Question

What will be the strength of $20$ vol of ${{\rm{H}}_{\rm{2}}}{{\rm{O}}_{\rm{2}}}$in terms of gram per litre?
$60.71\;{\rm{g}}\;{{\rm{L}}^{ - 1}}$
$5.6\;{\rm{g}}\;{{\rm{L}}^{ - 1}}$
$30.62\;{\rm{g}}\;{{\rm{L}}^{ - 1}}$
$17\;{\rm{g}}\;{{\rm{L}}^{ - 1}}$

Answer 1

Volume strength of hydrogen peroxide is the amount of volume of oxygen released on its decomposition. For hydrogen peroxide, ${\rm{20}}\,{\rm{V}}$in ${\rm{1}}\,{\rm{L}}$ means that after the decomposition of ${\rm{1}}\,{\rm{L}}$ peroxide, ${\rm{20}}\,{\rm{V}}$oxygen gas is evolved.

Complete step by step solution:
${{\rm{H}}_{\rm{2}}}{{\rm{O}}_{\rm{2}}}$ is miscible with water in all proportions and forms a hydrate ${{\rm{H}}_{\rm{2}}}{{\rm{O}}_{\rm{2}}}{\rm{.}}{{\rm{H}}_{\rm{2}}}{\rm{O}}$ $\left( {{\rm{mp \,221K}}} \right)$. Hydrogen peroxide has a non-planar structure. In ${{\rm{H}}_{\rm{2}}}{{\rm{O}}_{\rm{2}}}$ structure in gas phase, dihedral angle is ${\rm{11}}{{\rm{0}}^{\rm{o}}}$ while in solid phase at 110K, the dihedral angle is ${\rm{90}}{\rm{.}}{{\rm{2}}^{\rm{o}}}$.
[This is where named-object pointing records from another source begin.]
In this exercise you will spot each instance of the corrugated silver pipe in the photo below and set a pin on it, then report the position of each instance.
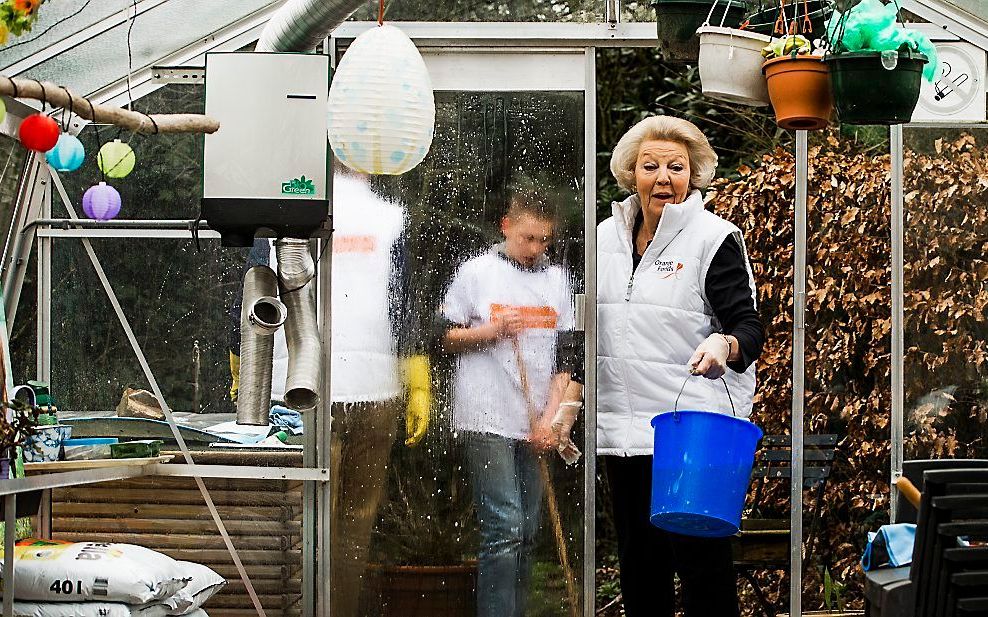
(300, 25)
(261, 316)
(295, 264)
(301, 328)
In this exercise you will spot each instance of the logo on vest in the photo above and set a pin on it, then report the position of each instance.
(668, 268)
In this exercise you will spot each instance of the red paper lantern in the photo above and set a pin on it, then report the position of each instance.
(39, 133)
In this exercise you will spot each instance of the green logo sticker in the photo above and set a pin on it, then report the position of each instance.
(298, 186)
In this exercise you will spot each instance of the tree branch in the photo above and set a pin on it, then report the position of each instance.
(130, 120)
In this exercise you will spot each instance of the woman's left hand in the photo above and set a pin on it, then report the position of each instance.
(710, 357)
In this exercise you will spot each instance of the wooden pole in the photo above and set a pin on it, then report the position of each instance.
(137, 122)
(550, 491)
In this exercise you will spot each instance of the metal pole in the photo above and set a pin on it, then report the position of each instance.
(590, 333)
(897, 313)
(44, 291)
(17, 249)
(9, 535)
(322, 527)
(798, 382)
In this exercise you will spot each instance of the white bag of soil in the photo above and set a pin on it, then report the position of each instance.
(203, 585)
(53, 571)
(86, 609)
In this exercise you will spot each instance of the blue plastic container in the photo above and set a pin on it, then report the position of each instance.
(700, 472)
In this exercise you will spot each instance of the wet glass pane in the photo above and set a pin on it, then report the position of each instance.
(511, 10)
(13, 156)
(167, 179)
(163, 30)
(56, 21)
(181, 304)
(946, 399)
(461, 523)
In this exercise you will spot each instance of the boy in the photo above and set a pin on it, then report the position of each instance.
(505, 312)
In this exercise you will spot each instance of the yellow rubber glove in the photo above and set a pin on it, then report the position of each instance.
(419, 383)
(234, 376)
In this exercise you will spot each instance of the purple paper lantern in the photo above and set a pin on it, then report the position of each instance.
(101, 202)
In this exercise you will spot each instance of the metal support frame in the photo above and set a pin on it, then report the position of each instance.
(590, 335)
(898, 395)
(30, 197)
(798, 381)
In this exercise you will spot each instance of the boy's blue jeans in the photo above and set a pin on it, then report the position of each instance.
(507, 492)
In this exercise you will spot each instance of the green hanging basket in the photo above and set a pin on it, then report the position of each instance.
(677, 21)
(867, 91)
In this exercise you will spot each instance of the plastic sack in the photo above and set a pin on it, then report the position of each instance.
(86, 609)
(203, 583)
(71, 572)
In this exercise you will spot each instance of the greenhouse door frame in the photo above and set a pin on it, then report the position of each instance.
(473, 64)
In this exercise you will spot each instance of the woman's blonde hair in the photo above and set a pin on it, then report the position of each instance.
(703, 159)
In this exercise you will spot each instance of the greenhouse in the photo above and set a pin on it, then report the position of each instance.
(380, 308)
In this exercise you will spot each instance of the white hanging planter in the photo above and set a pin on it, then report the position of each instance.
(731, 65)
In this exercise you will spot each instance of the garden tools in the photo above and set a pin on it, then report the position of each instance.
(550, 493)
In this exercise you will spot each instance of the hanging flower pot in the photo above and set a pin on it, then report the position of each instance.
(799, 87)
(806, 17)
(872, 87)
(677, 22)
(730, 65)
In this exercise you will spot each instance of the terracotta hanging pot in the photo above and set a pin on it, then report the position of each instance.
(799, 87)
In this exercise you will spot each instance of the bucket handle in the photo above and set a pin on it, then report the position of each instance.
(675, 407)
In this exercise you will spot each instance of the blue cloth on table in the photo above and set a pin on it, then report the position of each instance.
(891, 546)
(285, 418)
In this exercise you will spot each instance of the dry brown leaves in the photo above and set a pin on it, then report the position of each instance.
(848, 325)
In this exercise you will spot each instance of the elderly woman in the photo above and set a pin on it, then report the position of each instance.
(675, 298)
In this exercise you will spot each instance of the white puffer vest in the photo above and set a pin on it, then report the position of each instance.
(650, 321)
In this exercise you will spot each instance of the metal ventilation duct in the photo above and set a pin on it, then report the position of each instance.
(300, 25)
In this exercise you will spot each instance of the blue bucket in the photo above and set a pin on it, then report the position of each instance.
(700, 472)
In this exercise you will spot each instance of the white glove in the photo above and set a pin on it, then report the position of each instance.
(710, 357)
(562, 425)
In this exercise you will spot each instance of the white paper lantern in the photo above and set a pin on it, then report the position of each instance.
(382, 112)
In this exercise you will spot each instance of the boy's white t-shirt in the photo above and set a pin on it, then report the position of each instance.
(487, 389)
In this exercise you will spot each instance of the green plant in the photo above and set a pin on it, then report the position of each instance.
(832, 592)
(15, 430)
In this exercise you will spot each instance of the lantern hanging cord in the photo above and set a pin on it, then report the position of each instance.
(130, 58)
(44, 95)
(99, 144)
(66, 121)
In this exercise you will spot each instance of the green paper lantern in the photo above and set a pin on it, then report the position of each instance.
(116, 159)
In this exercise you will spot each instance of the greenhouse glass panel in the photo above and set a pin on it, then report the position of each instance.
(413, 516)
(166, 182)
(58, 21)
(156, 33)
(946, 232)
(510, 10)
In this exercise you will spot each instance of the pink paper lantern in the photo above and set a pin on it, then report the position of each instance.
(101, 202)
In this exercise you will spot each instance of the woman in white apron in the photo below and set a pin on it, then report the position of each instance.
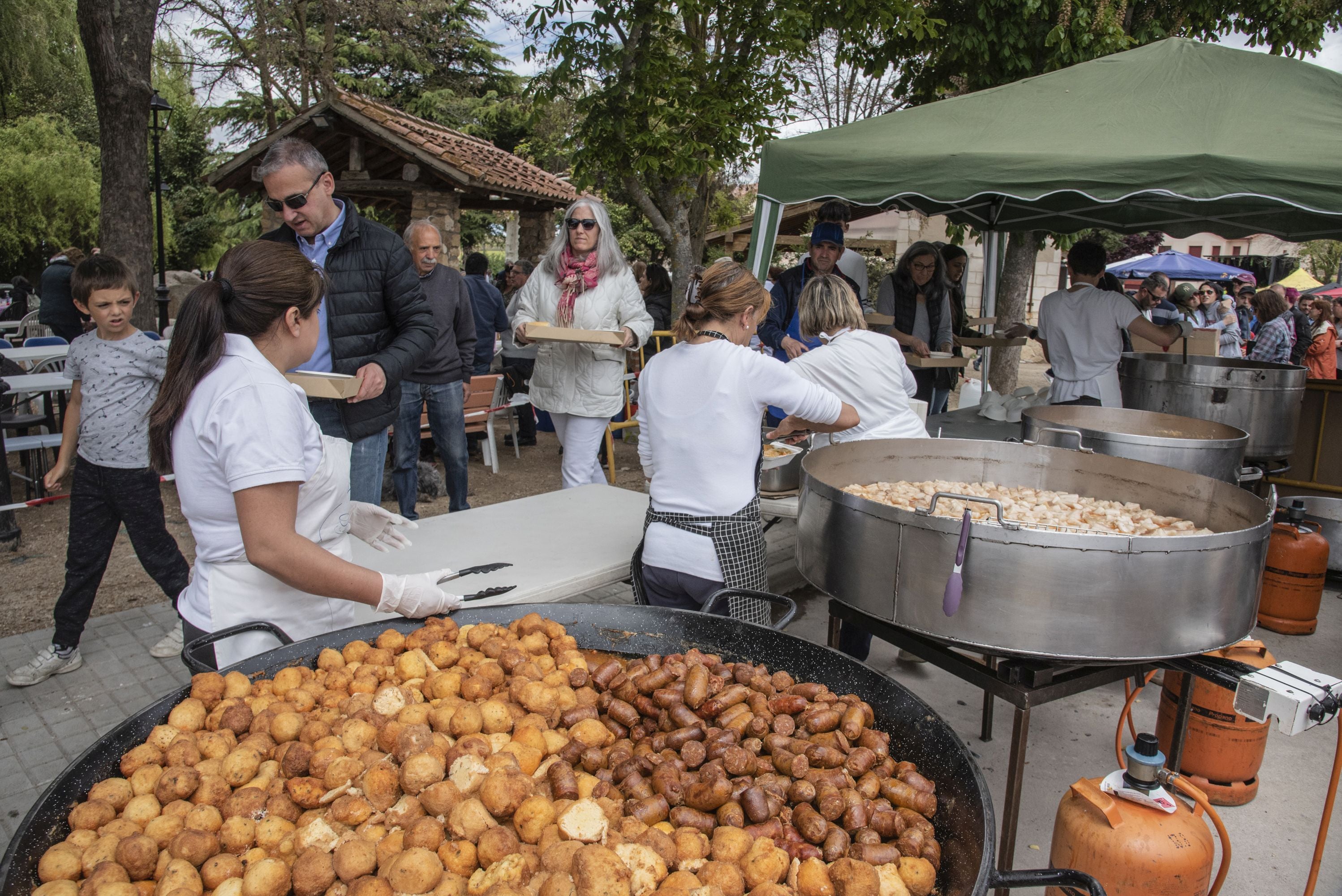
(863, 368)
(701, 404)
(867, 370)
(265, 493)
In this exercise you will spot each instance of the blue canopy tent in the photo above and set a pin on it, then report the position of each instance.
(1176, 266)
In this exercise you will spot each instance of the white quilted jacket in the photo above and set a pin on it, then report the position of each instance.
(572, 377)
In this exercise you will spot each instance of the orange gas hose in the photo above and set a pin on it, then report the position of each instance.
(1125, 714)
(1328, 814)
(1200, 798)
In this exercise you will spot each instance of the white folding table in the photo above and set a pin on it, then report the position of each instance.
(561, 544)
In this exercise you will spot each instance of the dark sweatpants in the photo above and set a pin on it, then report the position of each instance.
(101, 500)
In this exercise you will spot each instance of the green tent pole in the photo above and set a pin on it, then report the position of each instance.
(764, 231)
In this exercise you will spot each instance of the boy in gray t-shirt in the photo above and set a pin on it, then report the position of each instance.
(117, 370)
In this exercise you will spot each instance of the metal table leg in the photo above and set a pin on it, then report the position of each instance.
(985, 733)
(1011, 805)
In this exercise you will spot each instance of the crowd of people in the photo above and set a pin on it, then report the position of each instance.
(273, 482)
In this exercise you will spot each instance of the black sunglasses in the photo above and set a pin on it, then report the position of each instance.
(294, 202)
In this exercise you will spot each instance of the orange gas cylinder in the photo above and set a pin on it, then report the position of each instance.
(1129, 848)
(1293, 582)
(1222, 750)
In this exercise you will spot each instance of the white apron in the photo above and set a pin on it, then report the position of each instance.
(239, 592)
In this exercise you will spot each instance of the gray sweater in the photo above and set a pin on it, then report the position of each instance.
(456, 321)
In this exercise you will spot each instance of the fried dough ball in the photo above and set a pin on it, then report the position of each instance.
(313, 872)
(219, 868)
(61, 863)
(355, 859)
(92, 814)
(460, 857)
(599, 872)
(852, 878)
(918, 875)
(181, 875)
(194, 845)
(415, 871)
(267, 878)
(139, 855)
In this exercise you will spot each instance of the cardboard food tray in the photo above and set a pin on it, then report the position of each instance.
(991, 342)
(569, 335)
(1201, 342)
(917, 361)
(318, 384)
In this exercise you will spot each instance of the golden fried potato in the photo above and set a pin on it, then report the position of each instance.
(181, 875)
(61, 863)
(313, 872)
(267, 878)
(415, 871)
(460, 857)
(918, 875)
(852, 878)
(355, 859)
(92, 814)
(219, 868)
(599, 872)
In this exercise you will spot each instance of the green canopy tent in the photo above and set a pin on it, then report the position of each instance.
(1176, 136)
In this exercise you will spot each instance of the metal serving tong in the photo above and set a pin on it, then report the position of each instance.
(489, 592)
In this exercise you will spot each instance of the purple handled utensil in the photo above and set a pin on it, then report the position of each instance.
(956, 584)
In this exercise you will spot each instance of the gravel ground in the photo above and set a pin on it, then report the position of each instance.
(34, 574)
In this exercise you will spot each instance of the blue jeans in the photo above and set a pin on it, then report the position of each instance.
(367, 457)
(449, 427)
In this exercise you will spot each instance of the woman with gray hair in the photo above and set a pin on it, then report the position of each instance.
(584, 284)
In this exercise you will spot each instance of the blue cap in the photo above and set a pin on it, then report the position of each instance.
(827, 233)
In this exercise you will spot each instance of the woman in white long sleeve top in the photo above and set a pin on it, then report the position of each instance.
(701, 404)
(584, 284)
(265, 493)
(865, 369)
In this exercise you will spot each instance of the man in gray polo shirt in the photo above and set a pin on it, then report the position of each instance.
(443, 379)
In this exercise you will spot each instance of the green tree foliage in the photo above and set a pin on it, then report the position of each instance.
(996, 42)
(989, 43)
(49, 192)
(1322, 259)
(670, 92)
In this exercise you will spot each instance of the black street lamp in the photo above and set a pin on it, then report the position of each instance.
(160, 105)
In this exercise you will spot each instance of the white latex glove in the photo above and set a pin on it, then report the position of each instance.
(379, 526)
(417, 596)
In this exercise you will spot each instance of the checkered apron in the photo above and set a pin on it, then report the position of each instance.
(737, 541)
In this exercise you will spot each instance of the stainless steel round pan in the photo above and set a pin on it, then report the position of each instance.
(1063, 596)
(964, 818)
(1201, 447)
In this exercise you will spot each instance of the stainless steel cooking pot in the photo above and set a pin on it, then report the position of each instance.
(787, 478)
(1328, 514)
(1196, 446)
(1259, 397)
(1061, 594)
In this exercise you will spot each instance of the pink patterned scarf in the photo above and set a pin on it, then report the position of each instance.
(575, 278)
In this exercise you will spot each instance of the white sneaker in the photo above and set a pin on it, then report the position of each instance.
(43, 667)
(168, 644)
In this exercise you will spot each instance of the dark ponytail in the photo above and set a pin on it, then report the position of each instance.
(254, 286)
(718, 293)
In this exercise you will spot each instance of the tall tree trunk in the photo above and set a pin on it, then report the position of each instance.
(119, 37)
(1012, 294)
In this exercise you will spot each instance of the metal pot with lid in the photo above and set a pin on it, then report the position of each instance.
(1255, 396)
(1201, 447)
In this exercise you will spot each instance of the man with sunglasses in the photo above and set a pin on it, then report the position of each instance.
(375, 320)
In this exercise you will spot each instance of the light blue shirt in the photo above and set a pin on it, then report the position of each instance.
(316, 253)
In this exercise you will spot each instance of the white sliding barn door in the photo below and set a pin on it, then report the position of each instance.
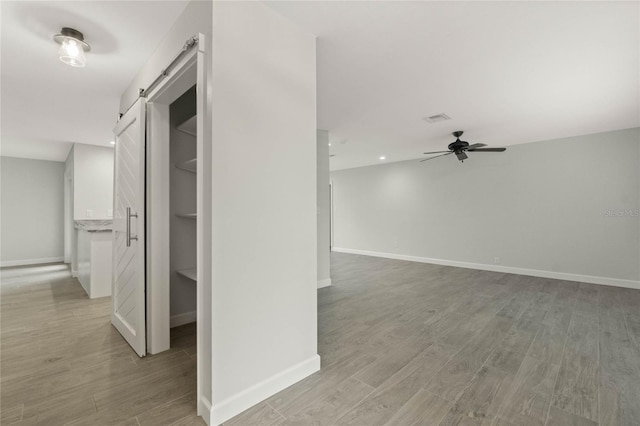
(128, 292)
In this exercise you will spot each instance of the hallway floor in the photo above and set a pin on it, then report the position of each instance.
(406, 343)
(401, 344)
(63, 362)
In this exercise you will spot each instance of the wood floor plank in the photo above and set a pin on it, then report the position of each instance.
(576, 389)
(451, 381)
(383, 404)
(331, 405)
(528, 399)
(559, 417)
(424, 408)
(261, 414)
(481, 400)
(619, 390)
(435, 344)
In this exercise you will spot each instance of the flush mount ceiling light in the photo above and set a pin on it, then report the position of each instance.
(72, 47)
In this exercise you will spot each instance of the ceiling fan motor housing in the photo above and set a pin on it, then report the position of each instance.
(458, 145)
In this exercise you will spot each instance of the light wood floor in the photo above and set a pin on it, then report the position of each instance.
(406, 343)
(63, 363)
(401, 344)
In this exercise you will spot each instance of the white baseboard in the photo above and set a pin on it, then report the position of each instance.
(204, 410)
(615, 282)
(236, 404)
(182, 319)
(26, 262)
(324, 283)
It acts as an oxidising as well as reducing agent in both acidic and alkaline media.
Hydrogen peroxide is stored in vessels made up of plastic because hydrogen peroxide decomposes in presence of light. To prevent this decomposition of hydrogen peroxide urea is added.
Hydrogen peroxide is used as a disinfectant. It also acts as an antiseptic. It has a wide range of applications in the food industry and pharmaceuticals’ is also used in the manufacture of detergents.
${\rm{2}}{{\rm{H}}_{\rm{2}}}{{\rm{O}}_{\rm{2}}} \to 2{{\rm{H}}_{\rm{2}}}{\rm{O}} + {{\rm{O}}_{\rm{2}}}$

Hydrogen peroxide contains two hydrogen atoms and two oxygen atoms. So, the molecular mass of hydrogen peroxide
$= 2 \times 1 + 2 \times 16\\\ = 34\;{\rm{gm}}$
Here, we have two moles of hydrogen peroxide, so mass
$= 34 \times 2\\\ = 68\;{\rm{gm}}$
From mole concept we know that ${\rm{22}}{\rm{.4}}\;{\rm{L}}$ of ${{\rm{O}}_{\rm{2}}}$at normal temperature and pressure(NTP) is produced from ${\rm{68}}\;{\rm{gm}}\,{{\rm{H}}_{\rm{2}}}{{\rm{O}}_{\rm{2}}}$
So, ${\rm{20}}\;{\rm{L}}$of ${{\rm{O}}_{\rm{2}}}$ at NTP is produced from ${{\rm{H}}_{\rm{2}}}{{\rm{O}}_{\rm{2}}}$;
$= \dfrac{{68 \times 20}}{{22.4}} = 60.7$
Therefore, the strength of ${{\rm{H}}_{\rm{2}}}{{\rm{O}}_{\rm{2}}}$in 20 volume $${{\rm{H}}{\rm{2}}}{{\rm{O}}{\rm{2}}}$$$= 60.7{\rm{g/l}}$

**Hence, option A is correct.

Note: **
A 30% solution of ${{\rm{H}}_{\rm{2}}}{{\rm{O}}_{\rm{2}}}$ is marketed as ‘100 volume’ hydrogen peroxide. It means that one millilitre of 30% ${{\rm{H}}_{\rm{2}}}{{\rm{O}}_{\rm{2}}}$ solution will give ${\rm{100}}\;{\rm{ml}}$ of oxygen at STP. Commercially marketed sample is ${\rm{10}}\;{\rm{V}}$, which means that ${{\rm{H}}_{\rm{2}}}{{\rm{O}}_{\rm{2}}}$ sample contains 3% ${{\rm{H}}_{\rm{2}}}{{\rm{O}}_{\rm{2}}}$.